The primary reason the comptroller's office found for the loss of revenue, was the lack of collection efforts beyond the billing statements (sent by Collins Research). "The county cannot risk any revenue shortfalls," asserted the comptroller, "and the bureau should be vigorously pursuing debts owed," he added. "Overdue accounts receivables should be coordinated with the county attorney's office for litigation or to an outside collection agency to aggressively pursue collection efforts," declared Parola.

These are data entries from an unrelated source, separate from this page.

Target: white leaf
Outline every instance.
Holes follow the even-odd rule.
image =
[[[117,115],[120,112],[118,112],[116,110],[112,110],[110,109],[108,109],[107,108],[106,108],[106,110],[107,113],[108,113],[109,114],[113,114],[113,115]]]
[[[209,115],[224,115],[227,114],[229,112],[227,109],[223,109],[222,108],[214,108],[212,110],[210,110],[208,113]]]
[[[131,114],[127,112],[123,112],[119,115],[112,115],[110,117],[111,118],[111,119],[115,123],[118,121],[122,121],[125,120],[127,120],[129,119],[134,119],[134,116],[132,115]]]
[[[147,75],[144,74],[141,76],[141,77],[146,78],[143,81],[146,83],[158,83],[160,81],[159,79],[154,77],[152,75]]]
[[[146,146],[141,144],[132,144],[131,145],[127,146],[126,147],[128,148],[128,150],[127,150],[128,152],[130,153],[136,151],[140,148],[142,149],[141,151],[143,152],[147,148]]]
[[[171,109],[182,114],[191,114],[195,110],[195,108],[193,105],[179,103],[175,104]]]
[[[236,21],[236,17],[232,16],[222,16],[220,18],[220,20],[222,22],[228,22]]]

The comptroller released his findings to the county executive, the administration, the county Legislature and NIFA. "This office doesn't just issue reports," said the comptroller. "We review our findings with the agencies and then recommend solutions," he added. To that end, the comptroller listed some of those recommendations as follows:
* The bureau should take steps to properly monitor and control the billing and collection functions relative to ambulance transports;
* Insurance information should be obtained and forwarded to Collins for billing and to implement procedures to ensure collections;
* A strategic plan established that would effectively meet their technology and training needs to support billing and collection activities;
* Every resource should be pursued in obtaining correct addresses for returned bills;
* All bills need to be verified by the ambulance bureau;
* Guidelines relative to writing off patient accounts should be established; and
* Monthly reports prepared which would monitor the status of the bills sent to Collins Research for billing and the amount of revenues received.
In closing, the comptroller suggested that the administration and the Legislature assign a billing and collection supervisor to monitor the collection of overdue fees sought by the county attorney's office and collection agency. This supervisor would also ensure the submission of accurate documentation and reconciliation of billing and cash receipts between the Ambulance Bureau and Collins Research. "The county should commission a collection agency to pursue overdue accounts serviced by the Emergency Ambulance Bureau," said Parola. "This and the other crucial recommendations are vital in properly tracking the system so that the county can substantially reduce its losses," Parola concluded.